Christmas is bad for workers’ productivity

Christmas is bad for workers’ productivity

Over 60% of employees are mentally distracted from their jobs by Christmas as early as mid-December, according to a new study from HR data analysis company Peakon.

Peakon’s survey questioned more than 2,000 workers in the UK about their work habits in the run up to the holiday season. Approximately six in ten admitted their productivity noticeably declines in the week before Christmas, which suggests workplace efficiency will start to falter on December 18. One-third of workers said they check out because of the natural decline in activity that many businesses experience as the holidays approach. 

However, four in ten people are online shopping instead of working, while one-third are planning Christmas day or their holiday break. Perhaps more alarmingly, 16% admitted to drinking on the job. 

Dan Rogers, the co-founder of Peakon, told CBS News that although this information was gathered from UK workers, it was likely American peers would be similarly distracted, “particularly with Thanksgiving having just been and gone.”
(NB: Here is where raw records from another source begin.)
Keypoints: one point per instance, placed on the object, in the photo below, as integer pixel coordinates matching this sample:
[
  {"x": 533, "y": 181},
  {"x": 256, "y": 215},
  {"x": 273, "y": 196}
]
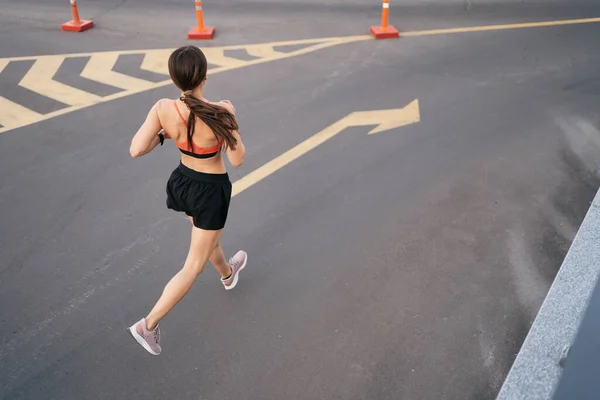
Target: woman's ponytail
[{"x": 219, "y": 119}]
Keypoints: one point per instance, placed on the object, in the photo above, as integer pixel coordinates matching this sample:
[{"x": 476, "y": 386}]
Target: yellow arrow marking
[
  {"x": 39, "y": 79},
  {"x": 384, "y": 119},
  {"x": 151, "y": 62},
  {"x": 99, "y": 69},
  {"x": 156, "y": 61}
]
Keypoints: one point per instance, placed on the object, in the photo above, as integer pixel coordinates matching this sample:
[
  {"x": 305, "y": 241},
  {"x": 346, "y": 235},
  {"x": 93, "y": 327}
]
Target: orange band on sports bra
[{"x": 196, "y": 149}]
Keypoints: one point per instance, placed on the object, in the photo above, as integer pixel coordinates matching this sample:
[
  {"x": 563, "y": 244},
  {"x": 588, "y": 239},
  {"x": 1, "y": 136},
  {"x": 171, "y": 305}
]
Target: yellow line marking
[
  {"x": 152, "y": 61},
  {"x": 216, "y": 56},
  {"x": 321, "y": 44},
  {"x": 263, "y": 51},
  {"x": 384, "y": 119},
  {"x": 15, "y": 114},
  {"x": 157, "y": 61},
  {"x": 99, "y": 69},
  {"x": 39, "y": 79},
  {"x": 501, "y": 27}
]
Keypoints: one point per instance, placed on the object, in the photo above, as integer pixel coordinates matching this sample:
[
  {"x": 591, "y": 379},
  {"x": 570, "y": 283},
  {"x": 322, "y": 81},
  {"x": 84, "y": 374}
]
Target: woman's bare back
[{"x": 172, "y": 114}]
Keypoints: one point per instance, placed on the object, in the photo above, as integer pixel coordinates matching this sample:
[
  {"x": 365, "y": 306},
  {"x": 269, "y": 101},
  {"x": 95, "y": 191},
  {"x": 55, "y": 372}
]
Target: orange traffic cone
[
  {"x": 385, "y": 31},
  {"x": 76, "y": 25},
  {"x": 200, "y": 32}
]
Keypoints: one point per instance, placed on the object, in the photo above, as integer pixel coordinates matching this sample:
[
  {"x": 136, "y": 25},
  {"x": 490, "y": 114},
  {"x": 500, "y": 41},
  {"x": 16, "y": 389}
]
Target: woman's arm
[{"x": 146, "y": 138}]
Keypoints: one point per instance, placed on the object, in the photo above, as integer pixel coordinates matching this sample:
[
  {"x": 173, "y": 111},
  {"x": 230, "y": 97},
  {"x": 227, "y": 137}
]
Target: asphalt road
[{"x": 403, "y": 265}]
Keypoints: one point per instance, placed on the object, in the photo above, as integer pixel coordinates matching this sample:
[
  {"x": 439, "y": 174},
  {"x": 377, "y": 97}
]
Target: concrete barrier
[{"x": 537, "y": 370}]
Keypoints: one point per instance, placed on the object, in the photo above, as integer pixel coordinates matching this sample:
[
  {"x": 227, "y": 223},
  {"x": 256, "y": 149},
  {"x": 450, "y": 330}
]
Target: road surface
[{"x": 403, "y": 265}]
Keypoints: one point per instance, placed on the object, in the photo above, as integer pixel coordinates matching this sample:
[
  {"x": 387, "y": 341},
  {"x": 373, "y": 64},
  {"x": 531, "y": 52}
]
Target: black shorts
[{"x": 204, "y": 197}]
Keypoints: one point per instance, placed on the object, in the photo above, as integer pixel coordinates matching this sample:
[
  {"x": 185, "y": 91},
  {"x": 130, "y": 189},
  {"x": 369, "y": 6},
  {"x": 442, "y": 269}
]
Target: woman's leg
[
  {"x": 202, "y": 245},
  {"x": 217, "y": 259}
]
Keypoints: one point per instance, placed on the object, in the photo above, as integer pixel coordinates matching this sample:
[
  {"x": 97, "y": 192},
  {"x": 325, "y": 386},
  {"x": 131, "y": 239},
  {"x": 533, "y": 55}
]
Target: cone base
[
  {"x": 71, "y": 26},
  {"x": 388, "y": 32},
  {"x": 204, "y": 34}
]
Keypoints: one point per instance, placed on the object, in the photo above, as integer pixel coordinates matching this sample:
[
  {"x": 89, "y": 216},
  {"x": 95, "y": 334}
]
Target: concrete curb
[{"x": 536, "y": 370}]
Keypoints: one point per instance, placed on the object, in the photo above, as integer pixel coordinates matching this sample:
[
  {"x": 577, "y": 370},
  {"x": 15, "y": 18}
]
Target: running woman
[{"x": 199, "y": 186}]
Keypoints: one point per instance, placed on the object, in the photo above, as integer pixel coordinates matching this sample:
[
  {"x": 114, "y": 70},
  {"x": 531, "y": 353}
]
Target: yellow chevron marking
[
  {"x": 99, "y": 69},
  {"x": 39, "y": 80},
  {"x": 13, "y": 114},
  {"x": 157, "y": 61},
  {"x": 263, "y": 51},
  {"x": 154, "y": 60}
]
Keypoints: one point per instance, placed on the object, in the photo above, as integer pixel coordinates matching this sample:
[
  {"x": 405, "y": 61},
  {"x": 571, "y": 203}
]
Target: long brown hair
[{"x": 187, "y": 68}]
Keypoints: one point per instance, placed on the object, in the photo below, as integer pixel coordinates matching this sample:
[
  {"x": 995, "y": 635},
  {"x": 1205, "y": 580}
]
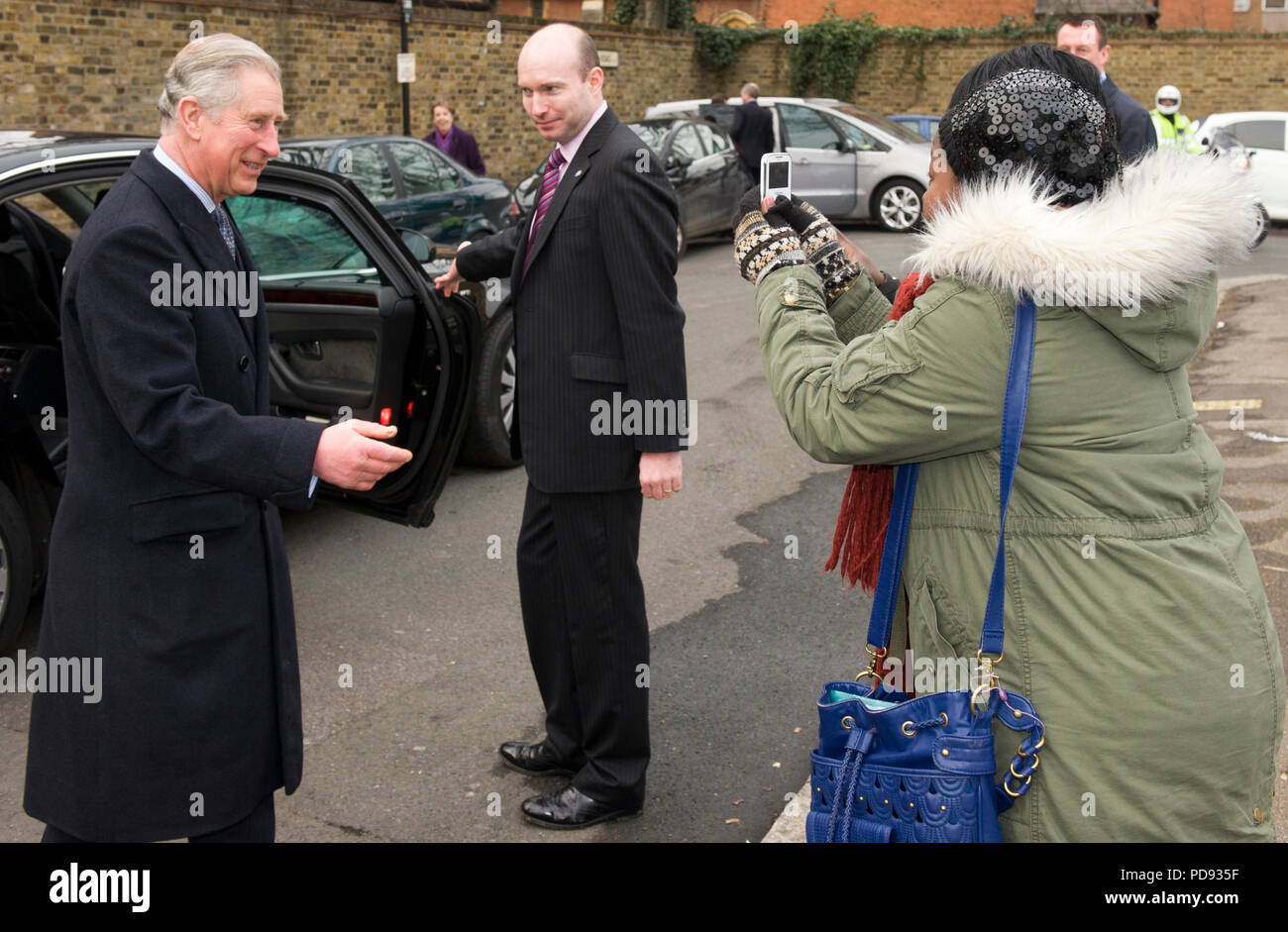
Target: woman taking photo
[{"x": 1134, "y": 617}]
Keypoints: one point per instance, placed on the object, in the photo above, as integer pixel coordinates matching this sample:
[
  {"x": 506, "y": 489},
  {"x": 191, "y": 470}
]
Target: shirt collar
[
  {"x": 163, "y": 157},
  {"x": 570, "y": 149}
]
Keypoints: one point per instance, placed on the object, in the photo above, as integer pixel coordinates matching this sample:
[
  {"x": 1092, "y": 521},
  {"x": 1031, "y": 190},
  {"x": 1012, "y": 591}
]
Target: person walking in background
[
  {"x": 172, "y": 448},
  {"x": 1087, "y": 38},
  {"x": 1172, "y": 129},
  {"x": 595, "y": 318},
  {"x": 452, "y": 141},
  {"x": 752, "y": 129},
  {"x": 1131, "y": 587}
]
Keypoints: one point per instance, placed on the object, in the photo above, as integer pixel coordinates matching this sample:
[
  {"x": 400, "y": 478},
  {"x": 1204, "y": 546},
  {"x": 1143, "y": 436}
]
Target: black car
[
  {"x": 700, "y": 162},
  {"x": 356, "y": 329},
  {"x": 411, "y": 183}
]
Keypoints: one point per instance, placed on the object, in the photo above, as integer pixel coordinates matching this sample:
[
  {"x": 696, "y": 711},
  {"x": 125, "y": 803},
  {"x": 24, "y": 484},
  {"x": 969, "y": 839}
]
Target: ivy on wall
[
  {"x": 678, "y": 13},
  {"x": 827, "y": 55}
]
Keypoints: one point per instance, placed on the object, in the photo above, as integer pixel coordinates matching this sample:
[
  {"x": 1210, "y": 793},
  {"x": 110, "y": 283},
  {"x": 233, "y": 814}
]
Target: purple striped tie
[{"x": 549, "y": 181}]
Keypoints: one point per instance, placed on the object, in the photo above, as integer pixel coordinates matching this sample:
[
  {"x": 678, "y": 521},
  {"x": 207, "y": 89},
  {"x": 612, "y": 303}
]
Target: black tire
[
  {"x": 17, "y": 570},
  {"x": 1265, "y": 227},
  {"x": 487, "y": 437},
  {"x": 897, "y": 205}
]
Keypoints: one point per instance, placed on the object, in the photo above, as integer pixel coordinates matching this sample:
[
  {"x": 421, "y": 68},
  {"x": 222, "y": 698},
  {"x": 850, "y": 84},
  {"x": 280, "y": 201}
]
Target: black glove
[{"x": 759, "y": 246}]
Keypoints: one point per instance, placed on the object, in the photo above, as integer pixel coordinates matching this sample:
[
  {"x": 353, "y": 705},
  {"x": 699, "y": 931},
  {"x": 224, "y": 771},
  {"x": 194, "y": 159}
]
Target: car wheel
[
  {"x": 898, "y": 205},
  {"x": 1265, "y": 227},
  {"x": 16, "y": 570},
  {"x": 487, "y": 438}
]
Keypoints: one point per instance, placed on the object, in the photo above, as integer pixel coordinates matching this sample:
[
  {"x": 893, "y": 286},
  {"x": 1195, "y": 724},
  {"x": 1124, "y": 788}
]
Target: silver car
[{"x": 849, "y": 162}]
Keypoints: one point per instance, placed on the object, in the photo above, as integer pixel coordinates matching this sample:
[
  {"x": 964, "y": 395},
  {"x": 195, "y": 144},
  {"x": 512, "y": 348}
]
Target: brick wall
[
  {"x": 774, "y": 13},
  {"x": 1214, "y": 75},
  {"x": 97, "y": 65}
]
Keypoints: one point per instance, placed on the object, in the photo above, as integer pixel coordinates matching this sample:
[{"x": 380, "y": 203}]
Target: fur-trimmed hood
[{"x": 1167, "y": 223}]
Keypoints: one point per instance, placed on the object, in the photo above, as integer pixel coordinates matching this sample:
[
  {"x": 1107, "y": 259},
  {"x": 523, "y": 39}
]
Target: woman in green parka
[{"x": 1136, "y": 622}]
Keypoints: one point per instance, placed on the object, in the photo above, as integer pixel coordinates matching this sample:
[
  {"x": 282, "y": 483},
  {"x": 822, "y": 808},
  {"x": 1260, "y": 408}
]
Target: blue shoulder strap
[{"x": 1014, "y": 408}]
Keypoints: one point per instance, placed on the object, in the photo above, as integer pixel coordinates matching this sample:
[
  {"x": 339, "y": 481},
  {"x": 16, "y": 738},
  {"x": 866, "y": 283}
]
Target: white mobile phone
[{"x": 776, "y": 175}]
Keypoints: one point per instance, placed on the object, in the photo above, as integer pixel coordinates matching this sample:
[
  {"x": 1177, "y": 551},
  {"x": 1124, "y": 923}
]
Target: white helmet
[{"x": 1167, "y": 93}]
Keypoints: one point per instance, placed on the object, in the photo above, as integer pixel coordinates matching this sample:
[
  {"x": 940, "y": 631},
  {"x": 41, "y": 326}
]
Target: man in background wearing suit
[
  {"x": 752, "y": 130},
  {"x": 596, "y": 321},
  {"x": 166, "y": 559},
  {"x": 1086, "y": 37}
]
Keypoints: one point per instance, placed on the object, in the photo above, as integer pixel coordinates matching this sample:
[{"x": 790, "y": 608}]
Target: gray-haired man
[{"x": 166, "y": 559}]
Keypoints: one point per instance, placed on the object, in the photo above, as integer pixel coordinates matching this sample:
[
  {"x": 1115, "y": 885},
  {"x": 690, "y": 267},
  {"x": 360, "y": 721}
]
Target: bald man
[{"x": 596, "y": 327}]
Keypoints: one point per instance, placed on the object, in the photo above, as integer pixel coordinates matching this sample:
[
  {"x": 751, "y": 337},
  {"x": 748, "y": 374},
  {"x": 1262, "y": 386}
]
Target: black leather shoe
[
  {"x": 533, "y": 760},
  {"x": 571, "y": 808}
]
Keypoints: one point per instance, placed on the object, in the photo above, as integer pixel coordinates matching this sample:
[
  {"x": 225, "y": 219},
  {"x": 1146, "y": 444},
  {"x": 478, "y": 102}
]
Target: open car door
[{"x": 357, "y": 330}]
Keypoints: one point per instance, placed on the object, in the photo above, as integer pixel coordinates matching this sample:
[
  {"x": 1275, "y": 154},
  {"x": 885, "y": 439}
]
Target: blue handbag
[{"x": 893, "y": 769}]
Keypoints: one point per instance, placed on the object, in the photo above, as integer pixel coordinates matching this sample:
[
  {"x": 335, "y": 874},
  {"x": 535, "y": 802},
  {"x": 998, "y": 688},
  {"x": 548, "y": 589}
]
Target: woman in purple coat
[{"x": 452, "y": 141}]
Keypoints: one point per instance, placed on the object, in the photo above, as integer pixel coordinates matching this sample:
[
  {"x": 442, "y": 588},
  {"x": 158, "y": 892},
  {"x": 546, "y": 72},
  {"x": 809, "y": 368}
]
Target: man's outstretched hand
[
  {"x": 351, "y": 459},
  {"x": 660, "y": 475},
  {"x": 450, "y": 280}
]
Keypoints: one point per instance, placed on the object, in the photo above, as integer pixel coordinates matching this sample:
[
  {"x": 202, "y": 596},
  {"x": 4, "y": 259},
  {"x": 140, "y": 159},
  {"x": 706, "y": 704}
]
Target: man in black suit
[
  {"x": 752, "y": 129},
  {"x": 1086, "y": 37},
  {"x": 166, "y": 559},
  {"x": 596, "y": 325}
]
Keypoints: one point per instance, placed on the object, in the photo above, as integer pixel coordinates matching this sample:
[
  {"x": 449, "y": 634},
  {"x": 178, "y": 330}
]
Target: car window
[
  {"x": 806, "y": 129},
  {"x": 314, "y": 155},
  {"x": 651, "y": 134},
  {"x": 291, "y": 241},
  {"x": 447, "y": 174},
  {"x": 713, "y": 140},
  {"x": 365, "y": 165},
  {"x": 58, "y": 218},
  {"x": 1260, "y": 134},
  {"x": 686, "y": 143},
  {"x": 419, "y": 170},
  {"x": 862, "y": 141},
  {"x": 893, "y": 127}
]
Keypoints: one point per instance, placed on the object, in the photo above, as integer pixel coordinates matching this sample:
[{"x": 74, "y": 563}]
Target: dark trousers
[
  {"x": 588, "y": 635},
  {"x": 261, "y": 825}
]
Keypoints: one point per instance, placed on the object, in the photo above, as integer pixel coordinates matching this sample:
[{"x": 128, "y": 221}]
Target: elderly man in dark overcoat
[{"x": 166, "y": 559}]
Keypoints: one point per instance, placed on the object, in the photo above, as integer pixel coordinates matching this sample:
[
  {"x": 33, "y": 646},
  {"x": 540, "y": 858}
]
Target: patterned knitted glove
[
  {"x": 760, "y": 248},
  {"x": 820, "y": 245}
]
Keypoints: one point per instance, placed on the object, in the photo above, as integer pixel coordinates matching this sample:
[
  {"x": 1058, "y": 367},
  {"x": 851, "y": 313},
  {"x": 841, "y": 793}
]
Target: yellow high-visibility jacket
[{"x": 1179, "y": 134}]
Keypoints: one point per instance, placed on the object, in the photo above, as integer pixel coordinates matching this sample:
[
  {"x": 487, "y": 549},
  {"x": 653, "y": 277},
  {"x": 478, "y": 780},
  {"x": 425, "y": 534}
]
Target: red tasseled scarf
[{"x": 866, "y": 509}]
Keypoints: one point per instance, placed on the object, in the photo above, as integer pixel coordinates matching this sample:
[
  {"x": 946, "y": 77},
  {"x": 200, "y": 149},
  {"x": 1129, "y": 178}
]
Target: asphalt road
[{"x": 742, "y": 634}]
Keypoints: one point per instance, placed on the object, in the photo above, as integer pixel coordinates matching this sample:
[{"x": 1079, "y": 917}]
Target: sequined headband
[{"x": 1035, "y": 117}]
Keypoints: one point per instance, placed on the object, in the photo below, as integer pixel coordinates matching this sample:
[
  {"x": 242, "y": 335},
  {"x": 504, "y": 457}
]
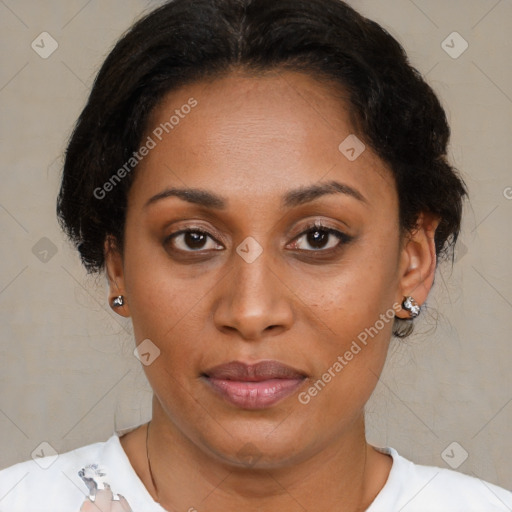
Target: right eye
[{"x": 192, "y": 240}]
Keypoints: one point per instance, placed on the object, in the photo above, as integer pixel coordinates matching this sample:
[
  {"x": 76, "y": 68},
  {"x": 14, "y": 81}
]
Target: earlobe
[
  {"x": 115, "y": 275},
  {"x": 417, "y": 266}
]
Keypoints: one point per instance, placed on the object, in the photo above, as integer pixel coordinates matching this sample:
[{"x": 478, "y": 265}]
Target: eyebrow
[{"x": 291, "y": 199}]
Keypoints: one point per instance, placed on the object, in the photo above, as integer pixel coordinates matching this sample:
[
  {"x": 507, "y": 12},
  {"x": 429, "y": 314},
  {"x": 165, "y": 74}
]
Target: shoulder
[
  {"x": 416, "y": 488},
  {"x": 49, "y": 483}
]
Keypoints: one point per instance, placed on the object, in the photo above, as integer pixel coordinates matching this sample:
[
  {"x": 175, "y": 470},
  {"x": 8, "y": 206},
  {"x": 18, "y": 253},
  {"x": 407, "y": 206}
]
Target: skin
[{"x": 251, "y": 140}]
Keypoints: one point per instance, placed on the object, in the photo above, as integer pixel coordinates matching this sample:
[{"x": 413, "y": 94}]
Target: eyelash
[{"x": 311, "y": 228}]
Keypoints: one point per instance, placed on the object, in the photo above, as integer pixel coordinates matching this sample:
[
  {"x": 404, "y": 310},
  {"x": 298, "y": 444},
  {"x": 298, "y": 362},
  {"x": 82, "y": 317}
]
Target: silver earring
[
  {"x": 410, "y": 305},
  {"x": 118, "y": 301}
]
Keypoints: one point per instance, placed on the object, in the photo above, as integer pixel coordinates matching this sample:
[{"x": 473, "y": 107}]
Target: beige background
[{"x": 67, "y": 372}]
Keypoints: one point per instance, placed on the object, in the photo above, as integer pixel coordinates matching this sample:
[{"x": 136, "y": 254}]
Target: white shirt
[{"x": 27, "y": 487}]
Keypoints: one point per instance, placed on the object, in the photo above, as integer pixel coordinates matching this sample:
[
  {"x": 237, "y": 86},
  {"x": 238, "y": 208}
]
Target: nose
[{"x": 253, "y": 301}]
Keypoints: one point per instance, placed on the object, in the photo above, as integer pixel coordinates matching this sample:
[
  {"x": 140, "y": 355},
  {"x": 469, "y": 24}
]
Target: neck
[{"x": 181, "y": 476}]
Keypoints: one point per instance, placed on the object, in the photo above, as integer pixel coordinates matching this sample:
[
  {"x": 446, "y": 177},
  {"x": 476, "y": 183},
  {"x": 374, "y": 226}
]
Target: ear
[
  {"x": 418, "y": 262},
  {"x": 115, "y": 275}
]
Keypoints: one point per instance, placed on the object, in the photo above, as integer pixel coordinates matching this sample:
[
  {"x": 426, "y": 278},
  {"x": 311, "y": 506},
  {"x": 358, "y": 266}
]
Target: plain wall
[{"x": 67, "y": 371}]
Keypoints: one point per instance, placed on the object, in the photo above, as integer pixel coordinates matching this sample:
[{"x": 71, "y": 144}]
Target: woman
[{"x": 266, "y": 186}]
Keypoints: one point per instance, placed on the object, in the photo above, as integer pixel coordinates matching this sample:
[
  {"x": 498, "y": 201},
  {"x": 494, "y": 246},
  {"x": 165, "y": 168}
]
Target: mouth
[{"x": 256, "y": 386}]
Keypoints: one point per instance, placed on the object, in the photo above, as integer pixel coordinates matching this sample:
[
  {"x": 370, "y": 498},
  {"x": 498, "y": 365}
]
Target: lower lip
[{"x": 255, "y": 395}]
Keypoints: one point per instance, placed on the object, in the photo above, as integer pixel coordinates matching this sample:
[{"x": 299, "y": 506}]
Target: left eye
[{"x": 319, "y": 238}]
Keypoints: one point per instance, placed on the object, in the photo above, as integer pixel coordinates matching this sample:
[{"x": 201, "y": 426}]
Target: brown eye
[
  {"x": 193, "y": 240},
  {"x": 320, "y": 238}
]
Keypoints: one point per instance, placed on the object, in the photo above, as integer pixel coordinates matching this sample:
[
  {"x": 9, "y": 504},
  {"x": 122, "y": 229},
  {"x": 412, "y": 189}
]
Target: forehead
[{"x": 263, "y": 135}]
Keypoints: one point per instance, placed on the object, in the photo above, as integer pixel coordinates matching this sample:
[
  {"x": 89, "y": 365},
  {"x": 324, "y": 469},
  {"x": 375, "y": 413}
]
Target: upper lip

Those between the ages of 25 and 34—millennials—are the most likely to be overwhelmed by holiday planning. They’re also the most likely to get distracted by workplace festivities. To counteract this, Peakon recommends companies hold their office parties later in December, since an early office party could signal to workers that they can wind down after the big event.   

Rogers believes that, "If you look after the well-being of your team, you'll ultimately get the best out of them.” 

This is a belief reflected by Eugenio Proto in his IZA World of Labor article, “Are happy workers more productive?” Proto explains that “[b]oth a temporary increase in happiness and long-term changes in baseline happiness are associated with greater productivity…Happiness seems to motivate greater effort, increasing output without affecting its quality and thus boosting productivity.” 

An important avenue for future research, Proto feels, is the possibility of self-reinforcing spirals—ones that might even operate at a macroeconomic level—of the effect running from happiness to productivity: “Happiness might lead to greater productivity in an economy, and that might in turn result in greater well-being in the population.”